About time they retired C. Oh, that’s not what happened?
That’s right. We need to rewrite it in a REAL language like java.
I think you forgot the -Script.
That more or less is possible / exists https://github.com/ading2210/linuxpdf
You forgot the -fuck
COBOL or GTFO
FORTRAN my man
Haven’t you heard? Fortran faster than C now.
And? The GNU General Public License and every project that uses it (including Linux) have also been likened to cancer, as have many other things that impose and spread their conventions/restrictions/requirements when added to larger systems.
The phrase “going viral” works similarly. These metaphors may not be pretty, but they are not uncommon or inaccurate, either. Stirring up drama around their use doesn’t help the project or the community.
Basically just “but two languages is HARD”
It is hard when you mix them in one codebase and need bindings and wrappers for interoperability. This always introduces additional work and maintenance burden. It’s always a tradeoff and for most projects not worth the effort. Tech corporations that do this regularly have dedicated teams to deal with boilerplate bullshit and tooling issues, so that regular devs can just code with minimal friction. Rust-in-Linux community decided to take it upon themselves, but I’m not sure if they can keep it up for years and decades in the future.

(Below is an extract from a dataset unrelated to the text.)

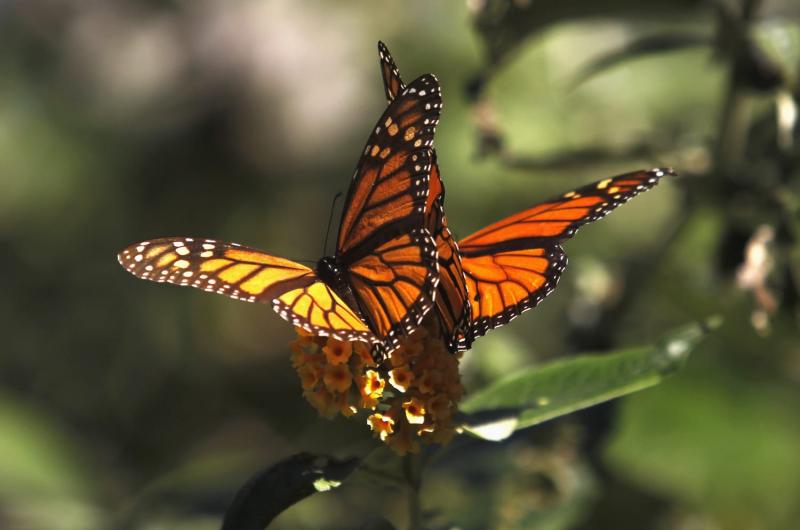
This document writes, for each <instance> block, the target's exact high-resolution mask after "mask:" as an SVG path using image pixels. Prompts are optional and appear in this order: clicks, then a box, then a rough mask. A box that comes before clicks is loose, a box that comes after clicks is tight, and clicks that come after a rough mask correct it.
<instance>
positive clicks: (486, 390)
mask: <svg viewBox="0 0 800 530" xmlns="http://www.w3.org/2000/svg"><path fill="white" fill-rule="evenodd" d="M714 324H716V323H714ZM709 327H710V325H698V324H691V325H687V326H684V327H682V328H680V329H678V330H675V331H673V332H672V333H669V334H668V335H666V336H665V337H663V338H662V339H661V340H659V341H658V342H657V343H656V344H654V345H652V346H645V347H640V348H635V349H631V350H627V351H622V352H618V353H613V354H607V355H586V356H579V357H574V358H571V359H567V360H563V361H557V362H553V363H550V364H547V365H544V366H537V367H533V368H530V369H527V370H524V371H521V372H519V373H517V374H514V375H512V376H511V377H508V378H506V379H504V380H501V381H498V382H497V383H495V384H493V385H490V386H489V387H487V388H485V389H484V390H481V391H479V392H476V393H475V394H473V395H472V396H471V397H470V398H469V399H467V400H466V401H465V402H464V403H463V405H462V407H461V410H462V411H463V412H465V413H466V414H467V416H465V418H464V423H463V426H464V428H465V429H466V430H467V431H468V432H470V433H472V434H475V435H477V436H480V437H481V438H485V439H488V440H502V439H504V438H506V437H508V436H509V435H511V434H512V433H513V432H514V431H515V430H517V429H522V428H525V427H530V426H531V425H536V424H539V423H542V422H544V421H547V420H549V419H552V418H555V417H558V416H562V415H564V414H569V413H570V412H574V411H576V410H580V409H583V408H586V407H590V406H592V405H596V404H598V403H602V402H603V401H608V400H610V399H614V398H617V397H620V396H624V395H625V394H630V393H632V392H636V391H638V390H642V389H645V388H648V387H651V386H653V385H656V384H658V383H659V382H661V381H662V380H663V379H664V378H665V377H666V376H668V375H669V374H671V373H672V372H674V371H675V370H677V369H678V368H680V367H681V366H682V365H683V363H684V362H685V361H686V359H687V358H688V355H689V353H690V352H691V350H692V349H693V348H694V347H695V346H697V344H698V343H699V341H700V339H701V338H702V336H703V335H704V334H705V332H706V331H707V330H708V329H709Z"/></svg>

Though gradually getting of C is still a good idea. Millions of lines of C code is a nightmare codebase.
Yeah, even Linus said he wasn’t 100% sure it was gonna succeed but how else do you know unless you try it.
I’d even have sympathy for this argument that introducing another language is a major undertaking (and it is!) but Linux is already full of lots of other languages (Macros, Makefile, Shell, BPF, assembly languages, Perl, Python scripts…) and developers are willing to do the work to use a language that helps solve problems Linux cares about.
That’s not a good argument. Most of these additional languages are used for separate things, like build scripts and stuff. They don’t affect actual kernel code which is C and assembler language.
Perhaps not, but if you’re a kernel developer, I believe you are obliged to understand your build system and tooling. The fact of the languages aren’t all used at runtime seems immaterial.
That said, I am no kernel developer, so take it with a grain of salt.